History of Will Rogers Hospital
There was a column in the Observer entitled, “Will Rogers Notes and Activities, By the Old Minstrelman”. Following are some excerpts:
“When the N.V.A. sanatorium opened its doors on Spion Kop some eighteen years ago  approximately sixty patients registered in, among the first ten to sign were Dan Astella, Frisco DeVere, Ben Schaffer, George Harmon, Helen O’Reilly, Harry Namba, Toni Temple, Lawrence McCarthy, Bobby Hatz and Happy Benway. Only three of the gang remain in Saranac Lake, Ms. O’Reilly of her own Hollywood Dress Shop, Benway and Schaffer. The rest are spread across the U.S.; some retired, some working, having regained their health here, a monument to Saranac Lake.
“During the first year after the opening of the N.V.A. the following big names of the show world visited the gang, Sir Henry Lauder, Kate Smith, Ruth Etting, Sime Silverman, Phil Harris, Rudy Vallee, Belle Baker, Sophie Tucker, Benny Rubin and others.

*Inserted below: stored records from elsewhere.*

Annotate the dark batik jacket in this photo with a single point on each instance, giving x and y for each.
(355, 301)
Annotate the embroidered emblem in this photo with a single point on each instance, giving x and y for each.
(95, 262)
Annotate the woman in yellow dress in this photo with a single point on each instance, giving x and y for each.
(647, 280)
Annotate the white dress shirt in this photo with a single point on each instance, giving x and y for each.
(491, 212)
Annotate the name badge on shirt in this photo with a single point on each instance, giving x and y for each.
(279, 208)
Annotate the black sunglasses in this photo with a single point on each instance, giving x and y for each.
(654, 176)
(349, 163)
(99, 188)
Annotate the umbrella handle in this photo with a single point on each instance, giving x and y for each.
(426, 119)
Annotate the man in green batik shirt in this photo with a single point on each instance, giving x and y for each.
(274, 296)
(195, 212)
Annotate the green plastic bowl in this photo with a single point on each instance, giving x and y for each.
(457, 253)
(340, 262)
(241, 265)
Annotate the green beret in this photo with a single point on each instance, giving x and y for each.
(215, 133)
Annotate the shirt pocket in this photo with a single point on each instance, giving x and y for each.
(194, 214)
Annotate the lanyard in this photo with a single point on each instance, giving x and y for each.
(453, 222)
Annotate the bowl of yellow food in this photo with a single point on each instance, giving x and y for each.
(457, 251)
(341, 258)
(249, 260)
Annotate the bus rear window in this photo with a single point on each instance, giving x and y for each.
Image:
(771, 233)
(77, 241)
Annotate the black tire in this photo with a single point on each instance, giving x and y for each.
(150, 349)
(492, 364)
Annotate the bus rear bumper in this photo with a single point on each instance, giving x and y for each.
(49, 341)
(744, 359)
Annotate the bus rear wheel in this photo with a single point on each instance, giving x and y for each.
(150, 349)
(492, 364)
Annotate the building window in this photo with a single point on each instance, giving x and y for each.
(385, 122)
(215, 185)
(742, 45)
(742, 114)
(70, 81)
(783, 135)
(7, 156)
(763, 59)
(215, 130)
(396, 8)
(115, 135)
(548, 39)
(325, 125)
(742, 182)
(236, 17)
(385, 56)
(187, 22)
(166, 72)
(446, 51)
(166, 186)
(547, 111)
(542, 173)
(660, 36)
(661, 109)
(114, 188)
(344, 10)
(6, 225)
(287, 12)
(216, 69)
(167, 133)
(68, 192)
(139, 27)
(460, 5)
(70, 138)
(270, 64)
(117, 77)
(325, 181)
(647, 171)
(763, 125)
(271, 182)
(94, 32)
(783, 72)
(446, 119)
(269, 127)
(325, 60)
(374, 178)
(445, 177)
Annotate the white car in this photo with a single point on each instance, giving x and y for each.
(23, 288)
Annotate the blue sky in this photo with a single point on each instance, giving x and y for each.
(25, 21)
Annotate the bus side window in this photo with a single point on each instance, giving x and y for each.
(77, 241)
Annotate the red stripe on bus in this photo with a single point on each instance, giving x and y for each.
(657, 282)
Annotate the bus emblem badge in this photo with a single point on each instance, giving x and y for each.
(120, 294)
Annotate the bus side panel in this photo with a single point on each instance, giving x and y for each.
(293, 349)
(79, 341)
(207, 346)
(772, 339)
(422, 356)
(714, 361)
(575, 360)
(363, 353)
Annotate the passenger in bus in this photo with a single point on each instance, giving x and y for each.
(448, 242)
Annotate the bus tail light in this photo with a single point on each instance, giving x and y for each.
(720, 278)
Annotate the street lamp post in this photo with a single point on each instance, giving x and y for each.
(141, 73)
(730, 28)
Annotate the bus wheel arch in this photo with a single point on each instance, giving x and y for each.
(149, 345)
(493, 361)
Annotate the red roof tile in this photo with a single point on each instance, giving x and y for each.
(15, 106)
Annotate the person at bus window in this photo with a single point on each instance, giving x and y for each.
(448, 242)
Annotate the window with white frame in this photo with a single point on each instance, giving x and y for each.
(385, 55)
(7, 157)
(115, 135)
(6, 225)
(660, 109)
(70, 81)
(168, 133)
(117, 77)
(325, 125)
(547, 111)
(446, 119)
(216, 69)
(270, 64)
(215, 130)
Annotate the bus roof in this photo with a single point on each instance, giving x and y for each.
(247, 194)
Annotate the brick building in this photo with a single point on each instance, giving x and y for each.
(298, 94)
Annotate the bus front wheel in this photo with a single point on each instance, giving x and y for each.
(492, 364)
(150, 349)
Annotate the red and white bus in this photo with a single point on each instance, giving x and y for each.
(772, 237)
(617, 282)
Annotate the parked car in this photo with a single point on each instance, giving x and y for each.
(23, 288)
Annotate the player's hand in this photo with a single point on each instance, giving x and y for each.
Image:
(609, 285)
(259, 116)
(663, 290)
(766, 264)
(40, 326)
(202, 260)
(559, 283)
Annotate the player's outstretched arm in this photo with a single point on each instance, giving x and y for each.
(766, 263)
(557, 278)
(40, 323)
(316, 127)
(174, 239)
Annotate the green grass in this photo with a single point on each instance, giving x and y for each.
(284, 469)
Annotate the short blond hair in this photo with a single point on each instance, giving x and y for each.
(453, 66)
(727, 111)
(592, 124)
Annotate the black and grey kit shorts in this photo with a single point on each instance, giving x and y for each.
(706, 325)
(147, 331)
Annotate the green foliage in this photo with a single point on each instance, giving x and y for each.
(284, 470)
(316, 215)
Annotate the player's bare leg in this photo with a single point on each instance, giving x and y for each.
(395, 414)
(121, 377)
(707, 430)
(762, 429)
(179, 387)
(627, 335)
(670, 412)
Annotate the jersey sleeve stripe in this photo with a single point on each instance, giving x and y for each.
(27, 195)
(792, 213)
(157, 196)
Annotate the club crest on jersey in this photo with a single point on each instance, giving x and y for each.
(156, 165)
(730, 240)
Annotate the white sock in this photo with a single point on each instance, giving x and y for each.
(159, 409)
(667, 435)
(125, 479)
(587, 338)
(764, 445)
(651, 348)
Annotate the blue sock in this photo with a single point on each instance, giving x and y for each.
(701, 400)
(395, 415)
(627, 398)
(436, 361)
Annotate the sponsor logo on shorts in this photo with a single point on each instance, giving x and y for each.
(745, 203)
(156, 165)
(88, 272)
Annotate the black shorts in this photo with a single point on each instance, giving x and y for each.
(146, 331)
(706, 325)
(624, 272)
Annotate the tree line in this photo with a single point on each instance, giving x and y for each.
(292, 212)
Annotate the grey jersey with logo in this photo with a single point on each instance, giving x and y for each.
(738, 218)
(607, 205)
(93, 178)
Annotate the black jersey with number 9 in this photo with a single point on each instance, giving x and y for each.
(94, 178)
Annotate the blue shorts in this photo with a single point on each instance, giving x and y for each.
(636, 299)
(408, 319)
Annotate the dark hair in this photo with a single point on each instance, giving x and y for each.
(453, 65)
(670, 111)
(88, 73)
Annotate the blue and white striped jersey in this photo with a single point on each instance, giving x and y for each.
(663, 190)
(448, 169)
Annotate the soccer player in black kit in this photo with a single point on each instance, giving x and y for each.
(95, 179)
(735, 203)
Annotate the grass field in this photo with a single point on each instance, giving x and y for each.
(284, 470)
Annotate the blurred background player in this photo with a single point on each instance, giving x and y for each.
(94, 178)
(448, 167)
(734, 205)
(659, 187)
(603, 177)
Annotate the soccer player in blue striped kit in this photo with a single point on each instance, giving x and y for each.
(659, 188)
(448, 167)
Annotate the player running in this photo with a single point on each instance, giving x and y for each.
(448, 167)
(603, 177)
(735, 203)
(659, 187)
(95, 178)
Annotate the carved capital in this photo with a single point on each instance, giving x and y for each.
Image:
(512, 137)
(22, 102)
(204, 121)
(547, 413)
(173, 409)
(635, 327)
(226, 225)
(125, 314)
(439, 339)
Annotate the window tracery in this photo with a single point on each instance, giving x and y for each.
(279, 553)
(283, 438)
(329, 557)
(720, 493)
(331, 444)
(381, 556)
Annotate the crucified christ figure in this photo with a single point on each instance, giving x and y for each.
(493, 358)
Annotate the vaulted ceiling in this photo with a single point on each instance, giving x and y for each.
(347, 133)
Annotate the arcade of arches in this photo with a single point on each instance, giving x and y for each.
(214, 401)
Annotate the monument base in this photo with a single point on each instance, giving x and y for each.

“Mrs. William Morris known as ‘Mother’ to all the ailing artists of the theatrical world flew to London to see the grand opening of the show, the Last-of-the-Red-Hot-Mamas with Sophie Tucker. Miss Tucker registered the biggest hit ever registered by an American artist in the history of show business. Her good deeds to the patients at Will Rogers shall never be forgotten by the gang.”